With only 2% of college athletes going pro after graduation, former sports stars must find a way to channel their successes from the field into a drastically different industry than what they are accustomed to. Yet many of the skills that athletes learn on the field are highly sought-after credentials among employers, as sports teach students real-world skills that can’t be taught in the classroom. Athletes are focused, driven, goal-oriented and disciplined, as well as able to thrive in a tight situation or under pressure. Additionally, team sport experience implies cooperation, interpersonal and communication skills.
The discipline, commitment, and persistence of athletes translate well into sales-oriented jobs. Much of the mental characteristics that allow athletes to thrive in their sport also are coveted sales skills. Salespeople must be ambitious and goal-oriented, both of which are traits athletes possess.

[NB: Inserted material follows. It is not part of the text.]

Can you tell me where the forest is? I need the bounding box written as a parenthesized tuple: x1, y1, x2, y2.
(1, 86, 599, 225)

The financial services industry is a great realm for former and current athletes to take advantage of their fine-tuned quick decision-making, strategy development and game plan execution skills. Sean Hecker, former lacrosse captain at Loyola University in Maryland, has been excelling at his work in the international steel trading industry for the past four years. Today, with a leadership position at Redstar Industries LLC, Hecker utilizes his skills obtained as an athlete in both the sales and financial realms.
It’s a fallacy that an athlete only gains physical skills from intercollegiate athletics. As a student balancing a full course load as well as games, competitions, practices and workouts, the skills these students learn on and off the field are invaluable in the workforce. Regardless of continuing their respective sport after graduation, athletes can channel these techniques to lead them to success beyond sports.